If you plan a can over the sink, I do centered at 6" if I don't know if they're getting a valance or not. If I'm sure that there will be no valance, then I do centered at 12". It is becoming more common lately to do 2 cans over the sink.


----------



## Speedy Petey

I agree. Tell her at 18" the counters will be darker than at 24".

I lay them out pretty much as Plan 9 described. 22"-24" out. 
Of course framing dictates the dimension of at least one row. Then I typically match the others.


----------



## Speedy Petey

I see Marc and I posted together. 

I must say, even though the counter tops are 24" deep, you rarely stand with your belly right against the counter. Typically you are away from the edge of the counter by 2"-3". The cone of light cast by the reflector is enough to overcome any shadows that may happen.
This said, 24" is the most I usually go.

Like I said, it is rare that you can get them exactly where you want. Framing is almost always in the way. 

Just my opinon.


----------



## mahlere

yeah, but california people ain't like the rest of this country. So, no offense, but not sure I'd listen to Plan 9.


----------



## Speedy Petey

mahlere said:


> yeah, but california people ain't like the rest of this country.


You can say that again!


----------



## mdshunk

mahlere said:


> yeah, but california people ain't like the rest of this country. So, no offense, but not sure I'd listen to Plan 9.


Well, they do have that Title 24 stuff to follow for kitchens, but none of his advice today was colored with any Title 24 perversions. I think Plan 9 gave some solid advice today, as he generally does.


----------



## mdshunk

Consequently, if you take your kitchen plan to a lighting showroom, they'll generally sit down with you and your wife and do your lighting plan for you. Electrician's like lighting plans... takes us out of the loop when someone needs someone else to blame.


----------



## A.W.Davis

I have remodeled probably 30 kitchens and 98% of the time I place my cans out 24"

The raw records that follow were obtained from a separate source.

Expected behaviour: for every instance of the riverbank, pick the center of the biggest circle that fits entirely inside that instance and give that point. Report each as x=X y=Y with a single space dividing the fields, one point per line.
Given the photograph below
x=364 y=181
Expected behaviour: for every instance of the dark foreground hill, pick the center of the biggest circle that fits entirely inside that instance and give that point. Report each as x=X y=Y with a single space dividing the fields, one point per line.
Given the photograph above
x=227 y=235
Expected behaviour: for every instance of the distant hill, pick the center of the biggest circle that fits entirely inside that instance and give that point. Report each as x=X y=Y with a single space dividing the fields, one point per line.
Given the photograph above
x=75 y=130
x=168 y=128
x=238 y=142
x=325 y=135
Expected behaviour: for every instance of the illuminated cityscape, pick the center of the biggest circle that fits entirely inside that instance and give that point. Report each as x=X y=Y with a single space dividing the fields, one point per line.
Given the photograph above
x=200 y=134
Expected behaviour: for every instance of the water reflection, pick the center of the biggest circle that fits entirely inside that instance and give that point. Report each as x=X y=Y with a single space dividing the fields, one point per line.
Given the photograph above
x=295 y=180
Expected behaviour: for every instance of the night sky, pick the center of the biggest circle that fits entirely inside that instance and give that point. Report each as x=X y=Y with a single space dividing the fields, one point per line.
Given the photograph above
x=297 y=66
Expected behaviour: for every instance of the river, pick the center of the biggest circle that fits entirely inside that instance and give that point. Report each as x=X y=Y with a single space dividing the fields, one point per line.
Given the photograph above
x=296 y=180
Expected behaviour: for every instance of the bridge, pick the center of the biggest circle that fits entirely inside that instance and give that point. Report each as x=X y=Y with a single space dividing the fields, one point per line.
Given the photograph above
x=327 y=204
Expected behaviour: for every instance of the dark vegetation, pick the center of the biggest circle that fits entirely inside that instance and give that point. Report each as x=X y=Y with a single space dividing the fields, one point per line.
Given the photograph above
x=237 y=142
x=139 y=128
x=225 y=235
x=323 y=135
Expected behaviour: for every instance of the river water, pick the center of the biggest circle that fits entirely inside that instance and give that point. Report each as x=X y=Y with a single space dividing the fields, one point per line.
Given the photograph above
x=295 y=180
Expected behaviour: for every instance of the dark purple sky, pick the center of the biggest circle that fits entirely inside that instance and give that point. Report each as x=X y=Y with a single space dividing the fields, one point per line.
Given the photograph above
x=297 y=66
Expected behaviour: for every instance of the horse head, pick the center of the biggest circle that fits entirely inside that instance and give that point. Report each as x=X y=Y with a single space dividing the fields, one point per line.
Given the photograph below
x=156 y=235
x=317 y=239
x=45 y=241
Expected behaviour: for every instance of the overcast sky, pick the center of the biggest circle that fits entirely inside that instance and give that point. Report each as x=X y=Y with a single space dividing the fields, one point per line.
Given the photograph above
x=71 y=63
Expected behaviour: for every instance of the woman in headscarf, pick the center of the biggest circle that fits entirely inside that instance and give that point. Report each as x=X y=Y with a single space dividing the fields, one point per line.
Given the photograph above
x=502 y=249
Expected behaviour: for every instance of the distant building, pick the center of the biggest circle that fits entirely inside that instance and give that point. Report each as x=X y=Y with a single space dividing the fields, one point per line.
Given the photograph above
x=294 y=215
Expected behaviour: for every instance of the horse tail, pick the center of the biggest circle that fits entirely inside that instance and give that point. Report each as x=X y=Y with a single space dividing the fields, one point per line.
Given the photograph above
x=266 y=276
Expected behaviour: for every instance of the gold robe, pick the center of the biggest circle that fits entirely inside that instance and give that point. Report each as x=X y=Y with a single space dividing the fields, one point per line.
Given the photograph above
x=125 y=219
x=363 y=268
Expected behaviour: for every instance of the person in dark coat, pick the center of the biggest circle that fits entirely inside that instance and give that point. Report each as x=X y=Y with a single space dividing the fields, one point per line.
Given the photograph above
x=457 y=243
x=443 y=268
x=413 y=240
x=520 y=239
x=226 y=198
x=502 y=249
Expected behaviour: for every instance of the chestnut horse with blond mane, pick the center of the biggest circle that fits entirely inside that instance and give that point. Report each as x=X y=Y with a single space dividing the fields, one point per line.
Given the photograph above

I place my sink can 12" out and usually always keep that specific can on a seperate switch. From what I am reading it looks like you are remodeling your kitchen.....if you are planning on a can centered over the fridge I would bring that one further out especially if you have cabinet crown. I usually place the refer can at 32" off the wall for the refer.....you can see what I mean with the pic below

good luck.


----------



## skymaster

For what it is worth, I did my kitchen with 24" soffitts and put my cans at 18". Direct down lighting to the top with no shadows from your body.
At sink, can at 12" and also centered l to right. on 3' x 6' island centered on 3' and 2' from ends.


----------



## thom

I use the small eye-ball cans in kitchens. Use full height cabinets. The cans must be far enough back so the trims don't interfere with the cabinet doors. My kitchens are generally "U" shaped with one leg of the "U" being a penninsula. 6 cans works and looks great.


----------



## Eric K

If counter light is an issue, why not put in puck lights recessed into the bottoms of the cabinets? If you have flush panels with valence trim you really dont see the lights but they make it look great. Home Depot sells them in packs of three from Hampton Bay.
*I just read and saw you already planned on under cab lighting


----------